D’une manière ou d’une autre, les humains ont perdu le sens du rythme et si
nous voulons prendre part à la Danse de la vie, nous devons sauter dans le
cercle pour réapprendre les pas. Samhain est le début de l’Hiver, et aussi le
celui de notre passage vers le Mystère de la Déesse Noire. Son visage est
recouvert d’un voile sombre et nous pouvons nous en approcher mais pas encore y
entrer. L’aspect de la Déesse associé à l’Hiver est celui de la Vieille Femme.

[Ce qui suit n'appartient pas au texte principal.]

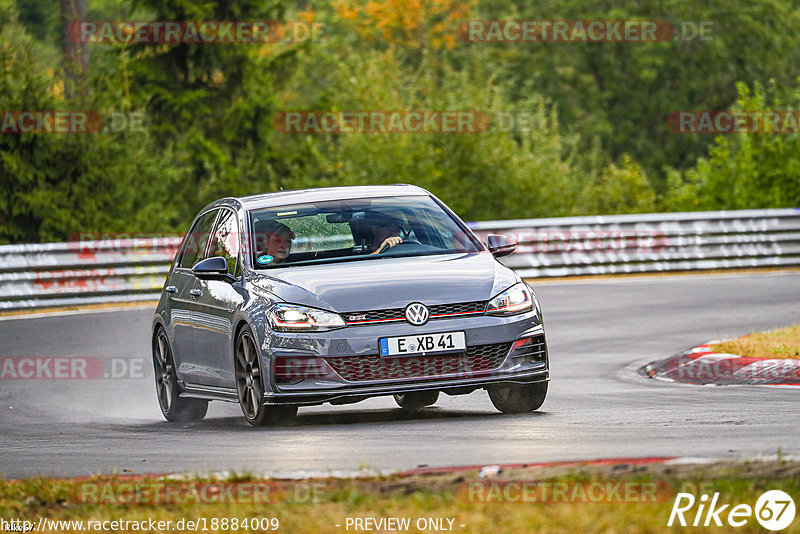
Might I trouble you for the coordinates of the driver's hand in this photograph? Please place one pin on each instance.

Qu’on La nomme la Calleach Bheur, la Dame de la Mort Mictecacihuatl, Cerridwen,
Grand- Mère Araignée, ou la Grande Faucheuse, l’enseignement de la Vieille
Femme porte sur la «transformation». Et je parie qu’elle danse très bien.
A chaque Samhain, je
prépare un endroit spécial pour mes ancêtres, qui sert aussi de lieu de
rencontre entre les vivants et les morts. Ce «lieu» est le dessus d’une table,
et cette année j’y ai mis des photos de mon père et de ma soeur, de mes
grands-parents, des chiens et d’un chat, des tasses chinoises et un agenda, une
poupée dont la tête est une pomme au visage de mémé ratatiné habillée d’une
blouse rouge sang et d’une cape à capuche noire, une liste des noms de mes
aïeules s’étirant sur trois siècles, quelques pommes sauvages et une tasse de
cidre fait maison. Il peut être si difficile d’abandonner nos désirs d’avoir
notre famille bien-aimée et nos amis près de nous pour toujours. Mais si nous
sommes tout à fait honnêtes avec nous-mêmes, nous savons bien que ce n’est pas
possible. Selon notre personnalité, nous pouvons penser à ce qui pourrait
arriver en termes de ressources naturelles et de population si personne, aucun
être vivant ne devait jamais mourir. Nous pouvons penser aux dizaines de
millions d’histoires qui auraient un début, mais qui se perdraient ensuite dans
une éternité n’en finissant jamais. En tant qu’humains avec nos gros cerveaux,
notre abondante créativité et notre imagination, nous pouvons imaginer toutes
les possibilités, créer de nouveaux mondes pour que nos esprits aillent y
vivre, postuler là où va toute cette énergie créatrice, créer des religions qui
expliquent tout cela dans le détail et donnent des règles à suivre et des
chemins pour y aller.
Nous pouvons faire toutes
ces choses, mais à la fin, la Mère Noire
est là, tenant «le voile au travers duquel nous ne pouvons pas voir», et nous
devons passer. Et pour ce qui arrive ensuite, votre histoire est tout aussi
valable que la mienne. L’important est la façon dont nous voyons le voile de ce
côté, comment nous nous en approchons et le traversons. Quand le temps sera
venu de mon propre passage, je préfèrerai y entrer pendant la phase de la Lune
Noire, lorsqu’elle est invisible, pendant Son cycle ultime «dans l’amour et en
toute confiance». Peut-être que la meilleure façon pour finir par accepter
que notre propre existence va un jour se
transformer en une autre forme d’énergie est de commencer par penser à nos
êtres chers qui sont partis ou qui vont un jour nous quitter.
Plutôt que de les espérer
vivants, je vais les rencontrer près du voile. Une fois que mon autel a été
érigé, le «lieu» que j’ai décrit plus haut, je crée un rituel pour honorer leur
vie. J’écris des lettres et puis j’écoute les réponses dans mon coeur. Je raconte les histoires de
leur vie à ma fille, dans l’espoir qu’elle s’en souviendra. Quelques fois je
cuisine ou je peinds, ce qui crée un lien puissant avec une de mes grand-mères.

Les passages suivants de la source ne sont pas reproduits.